Она немцев не любила, и это знали. Она этого брака не хотела с самого начала, и это тоже знали. Что она в конце концов согласилась и вела себя безупречно, знали хуже — потому что безупречное поведение никого не занимает.
К ней присоединилась тётка Мария Павловна, женщина умная, богатая и с собственным двором, у которой на всякий приём приходилось столько же людей, сколько на наш. Мария Павловна не сказала об Аликс ни одного дурного слова. Ей это было не нужно: у неё имелись дамы, у дам — знакомые, у знакомых — гостиные.
Так это работало, и работало без единого распоряжения.
* * *
Четырнадцатого я выехал из Аничкова в половине двенадцатого.
День был серый, тёплый для ноября, с той петербургской сыростью, от которой мундир становится тяжелее к вечеру. Гусарский мундир я надел в первый раз с двадцатого октября, и первое, что я почувствовал, надев его, — как отвык от цветного платья за три недели чёрного.
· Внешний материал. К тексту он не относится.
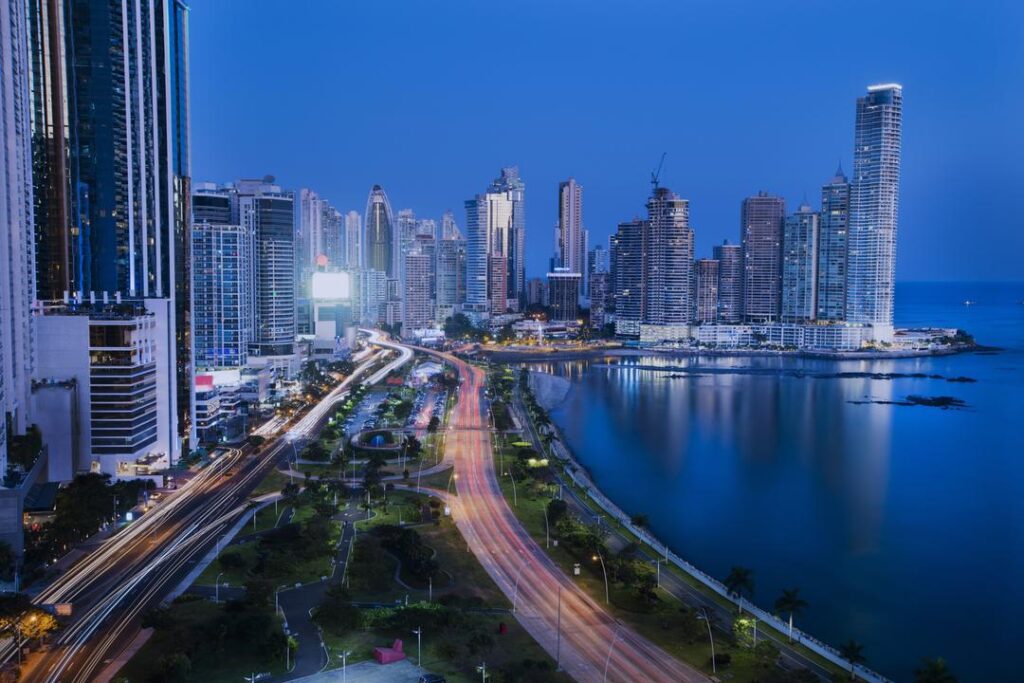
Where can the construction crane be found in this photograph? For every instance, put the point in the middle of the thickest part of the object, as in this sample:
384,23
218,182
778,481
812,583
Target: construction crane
654,175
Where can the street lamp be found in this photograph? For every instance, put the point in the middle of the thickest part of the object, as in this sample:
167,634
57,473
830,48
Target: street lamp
608,658
657,563
707,620
515,593
419,642
604,570
344,663
515,497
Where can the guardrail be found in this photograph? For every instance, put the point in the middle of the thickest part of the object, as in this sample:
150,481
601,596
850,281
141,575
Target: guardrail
822,649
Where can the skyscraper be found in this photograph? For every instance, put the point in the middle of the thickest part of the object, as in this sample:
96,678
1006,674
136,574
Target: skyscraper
761,227
16,240
800,265
496,228
353,240
707,278
450,230
111,121
833,243
223,294
599,299
873,208
451,278
730,282
267,211
512,237
670,257
419,305
631,276
563,294
380,248
569,233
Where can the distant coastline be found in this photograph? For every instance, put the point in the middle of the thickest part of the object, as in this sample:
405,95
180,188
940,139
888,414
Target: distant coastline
558,354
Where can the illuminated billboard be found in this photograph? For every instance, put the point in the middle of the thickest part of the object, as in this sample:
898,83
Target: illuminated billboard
331,287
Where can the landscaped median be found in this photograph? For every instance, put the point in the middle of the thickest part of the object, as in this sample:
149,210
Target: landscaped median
419,575
197,638
586,553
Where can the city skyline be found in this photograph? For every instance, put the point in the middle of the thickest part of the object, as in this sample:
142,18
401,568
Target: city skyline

Шествие тронулось в десять минут первого.
Про венчание в Большой церкви Зимнего дворца потом писали много и красиво, и всё написанное было правдой, из которой убрали вес. Начать с того, что убор невесты весит: серебряная парча, мантия, корона, и всё это надето на человека, который со вчерашнего дня почти не ел от волнения. Мать вела её первой, по чину, и вела через анфиладу залов, а залы Зимнего устроены так, что дорога до церкви занимает столько же времени, сколько иная служба.
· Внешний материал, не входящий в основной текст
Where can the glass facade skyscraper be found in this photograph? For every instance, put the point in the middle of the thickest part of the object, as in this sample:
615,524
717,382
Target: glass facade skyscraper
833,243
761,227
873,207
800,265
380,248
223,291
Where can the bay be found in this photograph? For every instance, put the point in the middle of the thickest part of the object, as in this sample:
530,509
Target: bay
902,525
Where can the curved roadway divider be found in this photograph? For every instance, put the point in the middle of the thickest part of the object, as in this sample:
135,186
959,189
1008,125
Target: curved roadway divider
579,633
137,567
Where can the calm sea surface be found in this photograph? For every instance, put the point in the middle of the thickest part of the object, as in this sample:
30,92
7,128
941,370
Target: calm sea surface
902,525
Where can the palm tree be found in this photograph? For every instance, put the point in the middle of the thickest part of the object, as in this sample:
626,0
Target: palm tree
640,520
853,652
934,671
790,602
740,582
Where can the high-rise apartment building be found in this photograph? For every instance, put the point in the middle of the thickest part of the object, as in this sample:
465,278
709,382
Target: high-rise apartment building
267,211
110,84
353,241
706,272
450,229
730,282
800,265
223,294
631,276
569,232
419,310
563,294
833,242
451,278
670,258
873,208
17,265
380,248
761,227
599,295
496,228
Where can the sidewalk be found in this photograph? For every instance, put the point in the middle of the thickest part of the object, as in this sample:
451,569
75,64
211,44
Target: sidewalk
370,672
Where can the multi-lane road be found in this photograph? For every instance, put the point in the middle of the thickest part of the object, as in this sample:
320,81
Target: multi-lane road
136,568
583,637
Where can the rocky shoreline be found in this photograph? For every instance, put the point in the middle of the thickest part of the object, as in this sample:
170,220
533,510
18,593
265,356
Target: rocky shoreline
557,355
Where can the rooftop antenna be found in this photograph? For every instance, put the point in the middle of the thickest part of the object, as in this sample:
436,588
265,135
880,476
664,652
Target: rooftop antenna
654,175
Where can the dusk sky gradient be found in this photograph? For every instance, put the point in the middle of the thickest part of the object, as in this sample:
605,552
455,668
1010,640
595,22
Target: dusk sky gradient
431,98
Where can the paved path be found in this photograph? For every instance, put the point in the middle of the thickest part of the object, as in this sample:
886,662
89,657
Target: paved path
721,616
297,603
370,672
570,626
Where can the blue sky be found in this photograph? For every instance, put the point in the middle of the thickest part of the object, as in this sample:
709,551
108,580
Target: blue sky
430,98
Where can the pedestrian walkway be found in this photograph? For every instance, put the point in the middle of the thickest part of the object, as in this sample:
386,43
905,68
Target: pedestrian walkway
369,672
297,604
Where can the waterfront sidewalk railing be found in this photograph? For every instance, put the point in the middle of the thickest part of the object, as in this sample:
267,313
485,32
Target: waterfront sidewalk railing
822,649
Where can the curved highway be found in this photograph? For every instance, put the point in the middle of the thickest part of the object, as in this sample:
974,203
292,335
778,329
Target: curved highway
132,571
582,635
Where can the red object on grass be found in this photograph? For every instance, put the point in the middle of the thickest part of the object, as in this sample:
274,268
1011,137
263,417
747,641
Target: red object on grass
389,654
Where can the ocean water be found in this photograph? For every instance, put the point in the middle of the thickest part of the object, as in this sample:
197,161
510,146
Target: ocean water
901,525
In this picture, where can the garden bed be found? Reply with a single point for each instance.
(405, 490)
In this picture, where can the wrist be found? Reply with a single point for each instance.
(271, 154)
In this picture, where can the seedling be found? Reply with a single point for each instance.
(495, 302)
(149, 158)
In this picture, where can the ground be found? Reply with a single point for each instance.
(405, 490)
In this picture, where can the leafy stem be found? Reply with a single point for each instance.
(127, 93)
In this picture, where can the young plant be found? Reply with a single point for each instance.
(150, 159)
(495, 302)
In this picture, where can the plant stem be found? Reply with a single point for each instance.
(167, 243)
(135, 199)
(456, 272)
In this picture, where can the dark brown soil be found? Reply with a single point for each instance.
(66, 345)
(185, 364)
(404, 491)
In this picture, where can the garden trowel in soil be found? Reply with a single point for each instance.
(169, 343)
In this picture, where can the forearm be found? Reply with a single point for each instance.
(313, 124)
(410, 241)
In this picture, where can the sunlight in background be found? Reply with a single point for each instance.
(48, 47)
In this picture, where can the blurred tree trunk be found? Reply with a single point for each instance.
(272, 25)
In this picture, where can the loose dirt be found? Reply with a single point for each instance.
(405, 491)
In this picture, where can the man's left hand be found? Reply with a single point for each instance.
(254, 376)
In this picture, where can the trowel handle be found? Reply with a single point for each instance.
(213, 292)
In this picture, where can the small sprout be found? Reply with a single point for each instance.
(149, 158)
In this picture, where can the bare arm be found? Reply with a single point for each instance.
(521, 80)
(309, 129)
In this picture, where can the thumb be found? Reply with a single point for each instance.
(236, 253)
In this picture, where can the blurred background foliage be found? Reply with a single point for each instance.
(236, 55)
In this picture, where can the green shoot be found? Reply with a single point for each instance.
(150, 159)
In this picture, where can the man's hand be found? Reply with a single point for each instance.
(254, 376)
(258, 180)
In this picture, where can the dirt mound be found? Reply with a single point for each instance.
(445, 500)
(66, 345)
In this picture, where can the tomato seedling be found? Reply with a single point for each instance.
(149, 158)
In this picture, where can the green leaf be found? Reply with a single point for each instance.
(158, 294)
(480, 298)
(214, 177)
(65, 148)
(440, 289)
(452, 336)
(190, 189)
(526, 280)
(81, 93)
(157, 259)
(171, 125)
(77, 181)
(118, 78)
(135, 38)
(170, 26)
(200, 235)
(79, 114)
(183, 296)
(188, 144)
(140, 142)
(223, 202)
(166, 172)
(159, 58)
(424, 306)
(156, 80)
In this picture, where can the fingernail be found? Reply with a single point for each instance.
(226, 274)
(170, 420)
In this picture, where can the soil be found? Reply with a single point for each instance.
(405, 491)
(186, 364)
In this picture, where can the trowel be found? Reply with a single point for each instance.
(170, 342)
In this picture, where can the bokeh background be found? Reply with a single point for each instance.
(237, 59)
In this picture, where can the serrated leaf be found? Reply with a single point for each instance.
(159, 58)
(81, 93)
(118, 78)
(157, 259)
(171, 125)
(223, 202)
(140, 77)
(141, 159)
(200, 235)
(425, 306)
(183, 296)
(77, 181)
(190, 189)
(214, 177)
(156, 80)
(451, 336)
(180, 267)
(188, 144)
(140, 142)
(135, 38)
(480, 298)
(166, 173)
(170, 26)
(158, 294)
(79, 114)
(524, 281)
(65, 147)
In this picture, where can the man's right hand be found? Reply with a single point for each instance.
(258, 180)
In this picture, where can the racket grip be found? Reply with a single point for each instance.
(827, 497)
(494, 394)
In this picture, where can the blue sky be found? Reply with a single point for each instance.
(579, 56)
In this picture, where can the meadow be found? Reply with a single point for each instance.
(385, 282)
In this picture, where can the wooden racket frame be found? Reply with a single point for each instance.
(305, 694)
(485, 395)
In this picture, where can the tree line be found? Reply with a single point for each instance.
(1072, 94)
Народу набилось столько, что сделалось жарко ещё до начала.
Свечей было несколько сотен, и от них шёл ровный тяжёлый жар, поднимавшийся к сводам вместе с чадом; в первом ряду стояли те, кому полагалось по рождению, во втором — те, кому по должности, и оба ряда простояли всю службу неподвижно, потому что сесть было негде и некому.
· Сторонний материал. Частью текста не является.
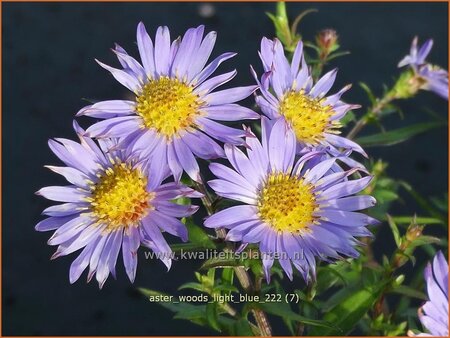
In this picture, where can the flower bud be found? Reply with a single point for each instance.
(327, 41)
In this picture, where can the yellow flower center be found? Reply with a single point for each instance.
(287, 203)
(120, 198)
(308, 116)
(167, 105)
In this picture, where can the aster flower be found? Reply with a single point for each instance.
(429, 77)
(174, 113)
(288, 91)
(294, 210)
(434, 313)
(112, 203)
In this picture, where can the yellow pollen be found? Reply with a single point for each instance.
(120, 198)
(309, 117)
(167, 105)
(287, 203)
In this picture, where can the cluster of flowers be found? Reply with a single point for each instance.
(294, 184)
(294, 190)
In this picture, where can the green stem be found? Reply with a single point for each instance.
(241, 274)
(373, 111)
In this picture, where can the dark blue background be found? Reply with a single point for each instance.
(48, 68)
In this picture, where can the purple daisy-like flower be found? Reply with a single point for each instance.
(113, 202)
(288, 91)
(174, 113)
(434, 313)
(294, 210)
(431, 78)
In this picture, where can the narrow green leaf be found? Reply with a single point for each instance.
(220, 263)
(394, 229)
(368, 91)
(419, 220)
(409, 292)
(349, 311)
(212, 317)
(198, 236)
(279, 310)
(193, 286)
(396, 136)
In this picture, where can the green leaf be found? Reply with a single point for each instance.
(198, 236)
(193, 286)
(394, 229)
(419, 220)
(228, 276)
(212, 317)
(396, 136)
(280, 310)
(346, 314)
(409, 292)
(220, 263)
(369, 92)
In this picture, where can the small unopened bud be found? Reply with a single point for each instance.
(327, 41)
(407, 85)
(399, 280)
(414, 231)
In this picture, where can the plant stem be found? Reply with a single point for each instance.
(373, 111)
(241, 273)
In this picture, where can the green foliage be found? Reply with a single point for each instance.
(373, 294)
(396, 136)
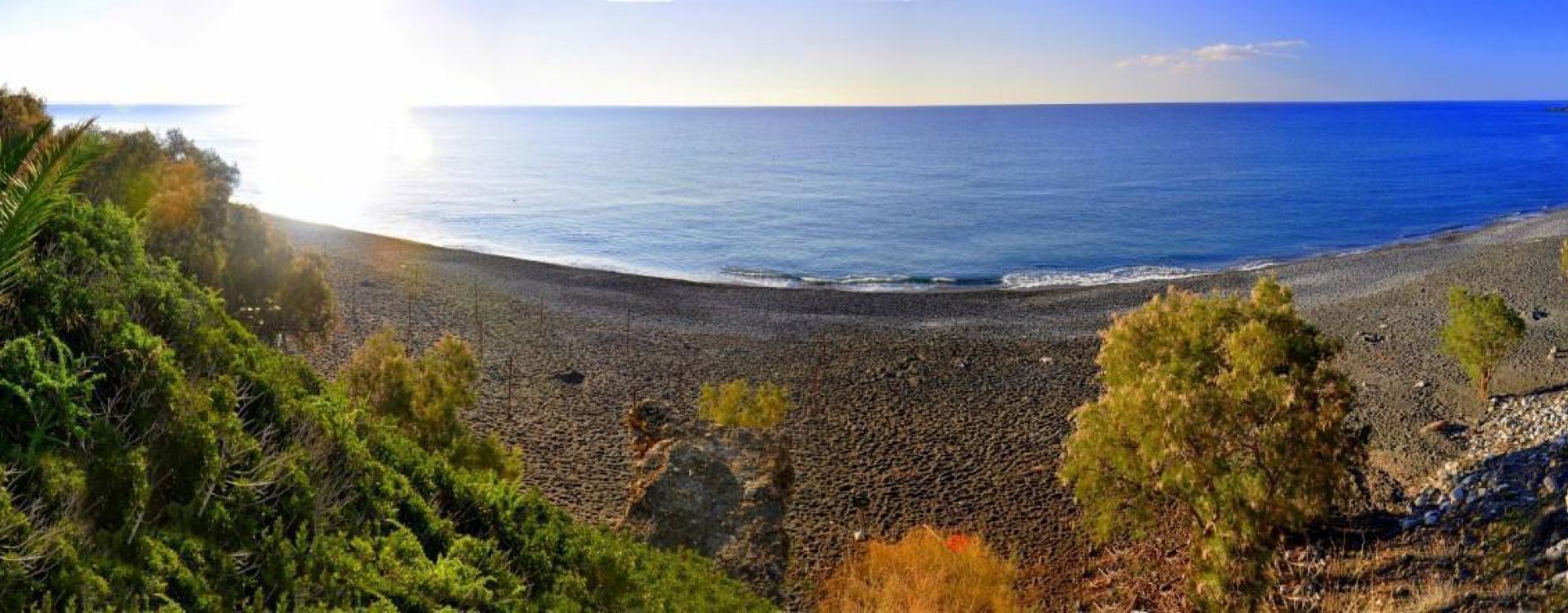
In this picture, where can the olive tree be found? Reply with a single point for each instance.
(1223, 416)
(1481, 332)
Венцы над нами держали навесу, и держали их люди, которым тоже было тяжело.
Я стоял, слушал протодьякона и думал одну неуместную вещь: что нас двоих сейчас соединяют навсегда — и что мы за всё время знакомства не сказали друг другу ни единой полностью откровенной фразы. Она не знала обо мне главного и не должна была узнать никогда. Я не знал о ней почти ничего, кроме того, что успел заметить за три недели.
В середине обряда вышла заминка — что-то с кольцами, — и в этой заминке она чуть повернула голову.
— Всё правильно? — спросила она по-английски, одними губами.
— Всё правильно, — ответил я так же.
Больше мы не разговаривали до самого конца. Но эти три слова были первым, что мы сказали друг другу как люди близкие друг другу, и это врезалось мне в память.
Служба кончилась во втором часу.
Нас поздравляли — сперва фамилия, потом двор, потом посланники, и порядок этот был расписан на бумаге заранее, до последнего человека. Мать поцеловала её и сказала ей несколько слов по-датски, которых Аликс не поняла, и Аликс ответила по-английски, и обе улыбнулись.